Comment by johnnyanmac

5 days ago

to be precise:

>Communities and users that incite violence or that promote hate based on identity or vulnerability will be banned.

is against TOC. You can talk about trans issues and offer reservations. You cannot say "trans people are a mental illness" or "trans are not people". That is clearly promoting hate and has nothing of substance to discuss.

For a more explicit and current example, you can say "I don't think female-affirming trans athletes should be allowed to compete in female oriented divisions of sport. Their testosterone output makes for an unfair advantadge".

That might STILL be removed, not because that comment breaks the rules, but because reddit seems to have a serious problem on the issue and it always devolves to "we need to take men out of women's sports" and then some long chain of people denying trans people of their identity. That's promoting hate. Especially since that is not too far off from what the U.S. president argues.

> You cannot say "trans people are a mental illness" or "trans are not people". That is clearly promoting hate and has nothing of substance to discuss.

You definitelly can. There are plenty of big subreddits with posts like that, whose mods agree with.

> denying trans people of their identity. That's promoting hate.

To be clear: your position is that refusing to see other people as they see themselves, in one specific aspect, is inherently hateful?

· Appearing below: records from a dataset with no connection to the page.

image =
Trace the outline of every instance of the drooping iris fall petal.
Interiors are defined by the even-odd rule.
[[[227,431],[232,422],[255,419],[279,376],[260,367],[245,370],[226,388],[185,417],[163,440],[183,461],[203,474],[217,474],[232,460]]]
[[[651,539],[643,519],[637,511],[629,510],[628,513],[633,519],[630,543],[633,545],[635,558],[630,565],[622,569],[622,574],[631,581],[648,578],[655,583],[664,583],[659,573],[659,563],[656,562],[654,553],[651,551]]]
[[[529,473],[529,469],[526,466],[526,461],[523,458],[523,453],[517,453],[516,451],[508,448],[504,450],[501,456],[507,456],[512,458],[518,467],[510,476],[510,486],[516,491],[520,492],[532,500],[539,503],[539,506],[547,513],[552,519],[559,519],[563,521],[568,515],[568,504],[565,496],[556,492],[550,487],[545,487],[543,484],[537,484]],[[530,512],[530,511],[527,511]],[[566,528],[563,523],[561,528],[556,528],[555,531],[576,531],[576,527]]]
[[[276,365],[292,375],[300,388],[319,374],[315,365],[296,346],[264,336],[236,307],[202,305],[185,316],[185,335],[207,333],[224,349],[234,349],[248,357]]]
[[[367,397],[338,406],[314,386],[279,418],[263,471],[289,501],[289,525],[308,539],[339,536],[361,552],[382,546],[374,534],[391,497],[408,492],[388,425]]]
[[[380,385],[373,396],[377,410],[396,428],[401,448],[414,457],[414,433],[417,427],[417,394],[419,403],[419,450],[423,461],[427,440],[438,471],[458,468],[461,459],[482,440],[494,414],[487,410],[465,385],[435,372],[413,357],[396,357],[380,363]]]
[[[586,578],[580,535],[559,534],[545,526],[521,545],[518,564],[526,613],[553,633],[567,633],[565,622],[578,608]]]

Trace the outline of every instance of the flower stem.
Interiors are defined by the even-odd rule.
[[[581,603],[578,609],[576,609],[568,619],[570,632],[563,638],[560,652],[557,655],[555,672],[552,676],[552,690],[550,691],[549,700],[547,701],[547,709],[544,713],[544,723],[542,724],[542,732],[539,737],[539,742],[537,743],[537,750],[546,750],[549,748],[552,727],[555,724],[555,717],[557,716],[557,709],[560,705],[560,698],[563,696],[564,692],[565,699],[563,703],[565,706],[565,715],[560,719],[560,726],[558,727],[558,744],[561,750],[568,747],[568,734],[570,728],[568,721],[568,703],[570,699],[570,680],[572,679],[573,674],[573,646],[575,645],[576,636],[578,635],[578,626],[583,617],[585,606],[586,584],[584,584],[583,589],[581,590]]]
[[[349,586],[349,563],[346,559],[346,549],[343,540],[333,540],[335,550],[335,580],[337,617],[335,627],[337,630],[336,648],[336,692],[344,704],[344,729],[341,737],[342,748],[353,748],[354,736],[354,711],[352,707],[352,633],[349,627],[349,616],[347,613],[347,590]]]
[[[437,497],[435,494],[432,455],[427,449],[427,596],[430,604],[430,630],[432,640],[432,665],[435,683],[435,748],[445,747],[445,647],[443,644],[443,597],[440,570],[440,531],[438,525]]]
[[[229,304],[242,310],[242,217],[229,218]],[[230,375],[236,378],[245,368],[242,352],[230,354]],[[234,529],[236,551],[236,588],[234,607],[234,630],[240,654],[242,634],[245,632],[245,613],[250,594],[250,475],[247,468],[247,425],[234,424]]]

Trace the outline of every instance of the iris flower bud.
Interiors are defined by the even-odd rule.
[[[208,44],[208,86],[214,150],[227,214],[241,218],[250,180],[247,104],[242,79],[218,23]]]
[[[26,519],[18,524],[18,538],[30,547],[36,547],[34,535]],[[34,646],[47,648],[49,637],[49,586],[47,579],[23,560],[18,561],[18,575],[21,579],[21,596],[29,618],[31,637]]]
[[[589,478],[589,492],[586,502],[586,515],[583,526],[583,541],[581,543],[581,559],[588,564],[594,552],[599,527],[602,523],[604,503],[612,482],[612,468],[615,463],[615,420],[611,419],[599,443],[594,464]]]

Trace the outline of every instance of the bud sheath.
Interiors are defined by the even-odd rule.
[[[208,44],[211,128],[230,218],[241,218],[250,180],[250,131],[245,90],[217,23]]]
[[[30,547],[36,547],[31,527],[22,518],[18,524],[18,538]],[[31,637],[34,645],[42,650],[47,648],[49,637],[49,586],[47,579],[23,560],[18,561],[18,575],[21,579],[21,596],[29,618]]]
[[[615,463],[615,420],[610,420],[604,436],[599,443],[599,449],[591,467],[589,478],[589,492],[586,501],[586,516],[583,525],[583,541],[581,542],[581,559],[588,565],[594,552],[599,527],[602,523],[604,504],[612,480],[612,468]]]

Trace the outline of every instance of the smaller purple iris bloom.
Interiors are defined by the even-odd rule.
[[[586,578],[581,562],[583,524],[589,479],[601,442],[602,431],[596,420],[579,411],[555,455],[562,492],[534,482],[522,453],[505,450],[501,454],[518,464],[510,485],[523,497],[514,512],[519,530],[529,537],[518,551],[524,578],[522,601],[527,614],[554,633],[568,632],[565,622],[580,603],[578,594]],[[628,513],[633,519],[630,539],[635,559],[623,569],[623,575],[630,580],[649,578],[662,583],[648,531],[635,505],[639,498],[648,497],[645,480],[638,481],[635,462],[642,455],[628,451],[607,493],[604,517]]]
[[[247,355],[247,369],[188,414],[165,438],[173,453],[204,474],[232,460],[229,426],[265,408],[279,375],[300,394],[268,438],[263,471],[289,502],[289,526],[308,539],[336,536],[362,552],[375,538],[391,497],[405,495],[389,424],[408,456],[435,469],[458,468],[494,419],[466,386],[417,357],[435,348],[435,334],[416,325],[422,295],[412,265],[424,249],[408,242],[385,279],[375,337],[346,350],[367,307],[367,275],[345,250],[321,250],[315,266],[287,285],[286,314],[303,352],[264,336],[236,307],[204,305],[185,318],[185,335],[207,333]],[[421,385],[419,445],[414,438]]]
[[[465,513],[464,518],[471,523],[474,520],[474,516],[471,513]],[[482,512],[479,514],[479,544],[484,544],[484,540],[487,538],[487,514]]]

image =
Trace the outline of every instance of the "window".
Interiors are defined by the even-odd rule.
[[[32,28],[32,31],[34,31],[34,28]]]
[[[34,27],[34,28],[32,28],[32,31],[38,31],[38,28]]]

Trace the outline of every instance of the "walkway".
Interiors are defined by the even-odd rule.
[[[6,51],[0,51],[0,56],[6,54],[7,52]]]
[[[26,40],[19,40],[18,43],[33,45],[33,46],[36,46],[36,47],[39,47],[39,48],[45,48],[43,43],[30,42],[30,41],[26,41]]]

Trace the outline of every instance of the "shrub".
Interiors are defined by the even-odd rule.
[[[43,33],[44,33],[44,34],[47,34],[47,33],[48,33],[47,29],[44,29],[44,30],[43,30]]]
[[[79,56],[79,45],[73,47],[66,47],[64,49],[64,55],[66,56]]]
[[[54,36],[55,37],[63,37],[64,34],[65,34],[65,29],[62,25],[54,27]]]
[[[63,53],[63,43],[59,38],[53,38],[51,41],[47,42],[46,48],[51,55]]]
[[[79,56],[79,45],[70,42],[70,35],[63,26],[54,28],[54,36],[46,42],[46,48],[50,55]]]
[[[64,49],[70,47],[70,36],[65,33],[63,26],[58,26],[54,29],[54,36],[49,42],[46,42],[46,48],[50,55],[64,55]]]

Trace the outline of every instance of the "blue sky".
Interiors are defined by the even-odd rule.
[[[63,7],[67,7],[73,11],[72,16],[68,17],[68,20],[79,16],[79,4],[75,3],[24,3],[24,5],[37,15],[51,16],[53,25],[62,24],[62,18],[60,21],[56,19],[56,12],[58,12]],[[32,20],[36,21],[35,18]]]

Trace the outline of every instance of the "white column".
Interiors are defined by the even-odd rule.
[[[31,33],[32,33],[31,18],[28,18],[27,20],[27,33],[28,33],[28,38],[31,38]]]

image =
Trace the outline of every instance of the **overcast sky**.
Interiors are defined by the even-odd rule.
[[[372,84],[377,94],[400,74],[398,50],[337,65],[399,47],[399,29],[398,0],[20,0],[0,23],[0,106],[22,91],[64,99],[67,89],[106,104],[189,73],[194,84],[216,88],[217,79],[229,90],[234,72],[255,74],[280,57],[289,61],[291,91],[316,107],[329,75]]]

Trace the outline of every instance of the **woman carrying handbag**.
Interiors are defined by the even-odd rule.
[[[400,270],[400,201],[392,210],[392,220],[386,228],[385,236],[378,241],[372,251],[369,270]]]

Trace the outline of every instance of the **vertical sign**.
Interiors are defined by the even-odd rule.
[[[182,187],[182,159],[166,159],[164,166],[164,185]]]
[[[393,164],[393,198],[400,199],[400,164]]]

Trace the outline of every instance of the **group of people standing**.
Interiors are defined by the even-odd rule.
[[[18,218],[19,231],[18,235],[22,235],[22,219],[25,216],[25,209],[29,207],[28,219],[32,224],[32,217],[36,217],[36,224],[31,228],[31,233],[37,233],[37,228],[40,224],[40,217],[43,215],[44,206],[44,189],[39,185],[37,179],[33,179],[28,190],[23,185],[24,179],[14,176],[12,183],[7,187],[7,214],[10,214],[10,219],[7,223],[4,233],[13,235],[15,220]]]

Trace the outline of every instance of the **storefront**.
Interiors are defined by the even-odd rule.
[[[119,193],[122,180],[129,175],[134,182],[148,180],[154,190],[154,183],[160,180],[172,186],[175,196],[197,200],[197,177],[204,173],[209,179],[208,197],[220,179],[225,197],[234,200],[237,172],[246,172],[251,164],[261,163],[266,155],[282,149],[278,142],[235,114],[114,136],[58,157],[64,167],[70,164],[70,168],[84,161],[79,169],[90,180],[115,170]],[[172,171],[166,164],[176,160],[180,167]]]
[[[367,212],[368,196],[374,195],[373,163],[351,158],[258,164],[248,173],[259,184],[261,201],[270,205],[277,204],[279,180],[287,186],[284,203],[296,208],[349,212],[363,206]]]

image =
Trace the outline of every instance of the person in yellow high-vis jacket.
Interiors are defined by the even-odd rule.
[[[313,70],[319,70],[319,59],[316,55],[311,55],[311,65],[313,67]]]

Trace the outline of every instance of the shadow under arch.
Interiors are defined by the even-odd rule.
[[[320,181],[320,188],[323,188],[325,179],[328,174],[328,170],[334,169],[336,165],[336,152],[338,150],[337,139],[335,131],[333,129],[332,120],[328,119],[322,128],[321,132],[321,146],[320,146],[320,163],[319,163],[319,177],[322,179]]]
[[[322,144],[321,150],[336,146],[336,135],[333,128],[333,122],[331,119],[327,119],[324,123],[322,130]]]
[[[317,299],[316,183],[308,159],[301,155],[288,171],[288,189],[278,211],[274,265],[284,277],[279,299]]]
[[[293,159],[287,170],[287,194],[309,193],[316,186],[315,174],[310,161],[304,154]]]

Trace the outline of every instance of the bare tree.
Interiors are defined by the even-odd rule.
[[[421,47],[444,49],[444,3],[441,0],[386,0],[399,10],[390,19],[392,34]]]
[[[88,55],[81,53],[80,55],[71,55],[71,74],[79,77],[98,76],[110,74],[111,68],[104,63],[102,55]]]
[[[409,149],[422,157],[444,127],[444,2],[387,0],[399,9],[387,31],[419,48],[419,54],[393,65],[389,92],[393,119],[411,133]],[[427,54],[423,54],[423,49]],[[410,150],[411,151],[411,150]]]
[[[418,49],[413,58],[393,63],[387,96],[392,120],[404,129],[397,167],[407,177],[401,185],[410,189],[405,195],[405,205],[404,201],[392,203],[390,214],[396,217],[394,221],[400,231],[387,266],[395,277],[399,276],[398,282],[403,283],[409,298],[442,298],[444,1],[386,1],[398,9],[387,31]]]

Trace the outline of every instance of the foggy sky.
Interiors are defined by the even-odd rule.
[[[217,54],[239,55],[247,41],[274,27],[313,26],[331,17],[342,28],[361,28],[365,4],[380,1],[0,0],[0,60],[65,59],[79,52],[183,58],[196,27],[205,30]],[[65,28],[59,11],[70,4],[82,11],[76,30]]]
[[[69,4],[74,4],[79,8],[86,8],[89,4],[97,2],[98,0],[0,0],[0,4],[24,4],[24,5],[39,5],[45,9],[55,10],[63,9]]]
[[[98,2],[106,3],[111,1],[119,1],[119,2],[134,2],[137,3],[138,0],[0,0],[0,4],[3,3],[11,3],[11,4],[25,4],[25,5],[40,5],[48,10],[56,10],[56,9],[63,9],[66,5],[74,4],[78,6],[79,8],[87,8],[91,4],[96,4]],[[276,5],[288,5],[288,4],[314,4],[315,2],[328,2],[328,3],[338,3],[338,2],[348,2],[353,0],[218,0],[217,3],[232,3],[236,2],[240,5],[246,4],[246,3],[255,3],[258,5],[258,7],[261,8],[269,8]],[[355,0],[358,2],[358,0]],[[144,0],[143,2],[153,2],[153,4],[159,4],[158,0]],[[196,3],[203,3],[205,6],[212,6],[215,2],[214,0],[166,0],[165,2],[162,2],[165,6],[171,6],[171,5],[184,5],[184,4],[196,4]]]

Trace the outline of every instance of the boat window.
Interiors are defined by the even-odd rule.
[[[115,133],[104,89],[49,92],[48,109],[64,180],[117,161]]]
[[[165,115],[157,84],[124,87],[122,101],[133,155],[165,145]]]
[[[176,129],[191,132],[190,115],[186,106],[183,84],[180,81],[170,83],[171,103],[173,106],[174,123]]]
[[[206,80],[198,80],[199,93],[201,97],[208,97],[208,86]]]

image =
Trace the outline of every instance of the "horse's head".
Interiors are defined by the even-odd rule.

That's likely the crux of our disagreement in the other subthread, then.

Either that or you imagine that "denying identity" refers to something else, but I've only ever seen it used in cases that boil down to that. This often gets described as "denying existence", which from my observations conservatives just think is absurd. The entire point is that "identity" refers to self-image, while "existence" refers to what is externally observable.

  • >your position is that refusing to see other people as they see themselves, in one specific aspect, is inherently hateful?

    Yes. That tends to fall under "hate speech":

    >public speech that expresses hate or encourages violence towards a person or group based on something such as race, religion, sex, or sexual orientation

    Denying existence or identity will fall under that curtain either way. That seems to be the interpretation Reddit uses, so your account or community will be banned for breaking its rules, regardless of your interpretation. Both dehumanize, and dehumanization is a one way ticket to denying someone as worthy of the rights humans enjoy.

    • How on earth is it "hate speech" to point out that men who call themselves women aren't actually women? It's a simple statement of fact.

    • > Denying existence or identity

      These are different things (which was most of the point),

      > will fall under that curtain either way

      ... but I fail to see how in either case.

      > Both dehumanize

      I don't see this, either.

      Again, the actual act we refer to is:

      > refusing to see other people as they see themselves, in one specific aspect

      Is there any other aspect of how people see themselves which would lead you to the same conclusion? For example, if I consider myself physically attractive, and others disagree, are they hating me?